12:05 am on Jun 25, 2026 | read the article | tags: medium
This is the next step in my series that started with Stop Searching by Coincidence. In my last post, I argued that hybrid search isn’t optional for e-commerce relevance. But making that theory boringly reliable in production? That’s another beast. This article is about that second step: choosing the engine that could carry it all.
My constraints were not generic, venture-backed «RAG startup» constraints. They were operationally specific and heavily informed by my day job, where I experienced first hand «routine» operations for managing hundreds of millions of vectors grouped across thousands of collections, handling thousands of requests per minute with tight, double-digit millisecond latency targets. There, the SRE team leans heavily on Helm combined with FluxCD. But for my project, I wanted a different path. First and foremost, I am paying for this infrastructure out of my own pocket, which breeds an immediate obsession with simplicity and resource control. I still love FluxCD for GitOps, but I deliberately choose to avoid Helm for the database tier here. I want maximum predictability and zero abstract abstraction layers over my storage.

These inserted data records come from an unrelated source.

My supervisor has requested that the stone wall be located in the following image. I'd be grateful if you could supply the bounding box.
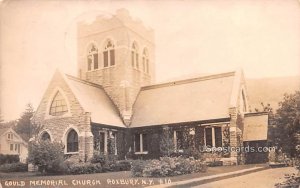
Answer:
[32,71,93,161]
[78,10,155,125]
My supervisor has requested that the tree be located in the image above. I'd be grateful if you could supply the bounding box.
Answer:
[276,91,300,157]
[28,140,64,173]
[14,103,34,141]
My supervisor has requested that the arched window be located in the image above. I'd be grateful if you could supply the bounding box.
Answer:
[41,132,51,141]
[87,44,99,71]
[131,42,139,69]
[143,48,149,73]
[67,129,78,152]
[49,91,68,116]
[103,40,115,67]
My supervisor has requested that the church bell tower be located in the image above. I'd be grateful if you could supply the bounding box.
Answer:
[77,9,155,126]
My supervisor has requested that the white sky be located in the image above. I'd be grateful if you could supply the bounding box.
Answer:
[0,0,300,121]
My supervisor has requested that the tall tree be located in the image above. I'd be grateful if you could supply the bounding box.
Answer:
[276,91,300,157]
[14,103,34,141]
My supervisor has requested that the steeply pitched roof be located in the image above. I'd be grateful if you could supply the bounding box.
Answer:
[131,72,238,127]
[0,127,28,146]
[65,75,125,127]
[0,126,10,136]
[243,112,268,141]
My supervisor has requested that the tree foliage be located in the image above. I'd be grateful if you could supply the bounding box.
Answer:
[276,91,300,157]
[28,140,64,173]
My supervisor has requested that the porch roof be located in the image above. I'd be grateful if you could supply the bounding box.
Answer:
[66,75,125,127]
[131,72,235,127]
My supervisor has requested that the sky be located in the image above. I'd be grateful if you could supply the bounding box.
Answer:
[0,0,300,121]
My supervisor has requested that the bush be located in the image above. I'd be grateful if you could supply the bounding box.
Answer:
[28,141,67,173]
[91,152,108,166]
[131,157,207,177]
[0,154,20,165]
[68,163,103,174]
[110,160,131,172]
[0,162,28,172]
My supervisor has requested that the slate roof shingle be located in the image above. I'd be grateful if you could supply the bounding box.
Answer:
[66,75,125,127]
[131,72,235,127]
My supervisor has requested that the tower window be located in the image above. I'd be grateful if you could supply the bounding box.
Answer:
[103,40,115,67]
[87,44,99,71]
[131,42,139,69]
[67,129,78,152]
[41,132,51,141]
[143,48,149,73]
[134,134,148,154]
[49,91,68,116]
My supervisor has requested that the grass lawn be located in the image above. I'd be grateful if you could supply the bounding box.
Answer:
[0,164,266,187]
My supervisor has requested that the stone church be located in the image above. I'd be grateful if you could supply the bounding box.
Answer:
[32,10,268,163]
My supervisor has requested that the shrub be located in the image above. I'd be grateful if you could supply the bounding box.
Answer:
[131,160,147,177]
[113,160,131,171]
[131,157,207,177]
[68,163,103,174]
[0,154,20,165]
[0,162,28,172]
[28,141,66,173]
[91,152,108,166]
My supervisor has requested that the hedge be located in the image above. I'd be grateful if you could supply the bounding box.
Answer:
[0,154,20,165]
[0,163,28,172]
[131,157,207,177]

When you view the database landscape through that lens, the options narrow quickly. If all I wanted was raw capability, Vespa would have stayed in the final round longer. If all I wanted was a giant distributed vector platform, Milvus would have stayed there too. If all I wanted was managed convenience, Pinecone would be hard to ignore.

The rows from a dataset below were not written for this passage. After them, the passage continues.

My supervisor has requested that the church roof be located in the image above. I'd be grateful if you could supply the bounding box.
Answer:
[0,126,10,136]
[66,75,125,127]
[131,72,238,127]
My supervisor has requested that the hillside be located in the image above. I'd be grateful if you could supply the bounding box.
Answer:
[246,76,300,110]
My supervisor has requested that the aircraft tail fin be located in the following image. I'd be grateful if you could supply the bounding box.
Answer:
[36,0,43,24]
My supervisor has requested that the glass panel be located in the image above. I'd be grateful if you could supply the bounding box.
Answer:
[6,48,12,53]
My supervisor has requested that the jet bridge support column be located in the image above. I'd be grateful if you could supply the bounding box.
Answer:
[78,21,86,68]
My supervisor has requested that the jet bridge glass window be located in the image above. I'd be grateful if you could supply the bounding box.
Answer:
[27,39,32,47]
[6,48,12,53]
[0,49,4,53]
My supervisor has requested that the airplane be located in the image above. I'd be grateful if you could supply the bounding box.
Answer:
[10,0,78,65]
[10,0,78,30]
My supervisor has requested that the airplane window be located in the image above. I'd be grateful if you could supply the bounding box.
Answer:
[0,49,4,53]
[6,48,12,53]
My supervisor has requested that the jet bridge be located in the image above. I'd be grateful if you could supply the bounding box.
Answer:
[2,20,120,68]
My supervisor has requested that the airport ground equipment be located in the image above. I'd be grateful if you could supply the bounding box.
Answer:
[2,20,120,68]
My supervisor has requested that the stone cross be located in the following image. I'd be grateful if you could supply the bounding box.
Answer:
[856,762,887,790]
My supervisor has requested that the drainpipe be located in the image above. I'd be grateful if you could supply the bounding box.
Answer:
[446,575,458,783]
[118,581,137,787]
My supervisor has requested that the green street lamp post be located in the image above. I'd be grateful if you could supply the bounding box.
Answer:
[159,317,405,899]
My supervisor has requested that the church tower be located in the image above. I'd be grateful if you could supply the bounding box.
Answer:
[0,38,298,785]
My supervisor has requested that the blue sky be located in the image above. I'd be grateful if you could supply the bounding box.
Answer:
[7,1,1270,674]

But I needed a serious vector database that delivers sparse vectors, native hybrid search primitives, predictable persistence, and a deployment model that feels close to «run the binary, mount the volume, wire the StatefulSet».
That is how I ended up choosing Qdrant. It provides first-class sparse vectors, server-side fusion (RRF/DBSF), robust snapshotting, and an elegant single-process model written in Rust that leaves less operational surface area than its multi-service competitors.
But let’s be perfectly honest: Qdrant isn’t magic, and getting it to fit my architecture required tearing up my original playbook.
A lot of vector database comparisons quietly assume a single large corpus, one product team, and one clean retrieval stack. What I am building with my plugin is closer to a fleet problem: managing thousands of independent e-commerce sites.
I wasn’t starting from zero. The early versions of the architecture relied on a Redis + RediSearch setup. I liked it. It was fast, and it fit naturally with per-site allocation using a custom knapsack strategy across master/replica pairs. In fact, the current codebase still supports RediSearch. I deliberately kept it there because I’m considering offering a self-hosted «appliance» version down the road: a quick Docker Compose or Helm chart for people who want to index internal documents on their own iron.
But for the multi-tenant SaaS scale I wanted, RediSearch hit three massive walls:
FT.HYBRID, its native hybrid capabilities felt rudimentary compared to dedicated engines. After experiment after experiment, I realized that without deep, server-side hybrid reranking, the search results just weren’t matching user intent.I also took a hard look at Vespa. I met one of the Vespa developers, and talking to them was actually what triggered my obsession with hybrid search. Vespa is a phenomenal engineering achievement with a brilliant phased-ranking model. But its self-managed architecture requires config servers and Apache ZooKeeper.
Between work deadlines and pulling overtime at my day job, my after-work capacity to manage infrastructure is a finite resource. I didn’t want to spend my nights managing ZooKeeper.
I needed a lean, boring, cloud-native operating model.
I evaluated the candidates against seven core criteria: performance headroom, true on-disk persistence, native sparse/dense hybrid support, Kubernetes simplicity, multi-tenant scalability, low operational cost, and structural alignment with how I already think about data placement.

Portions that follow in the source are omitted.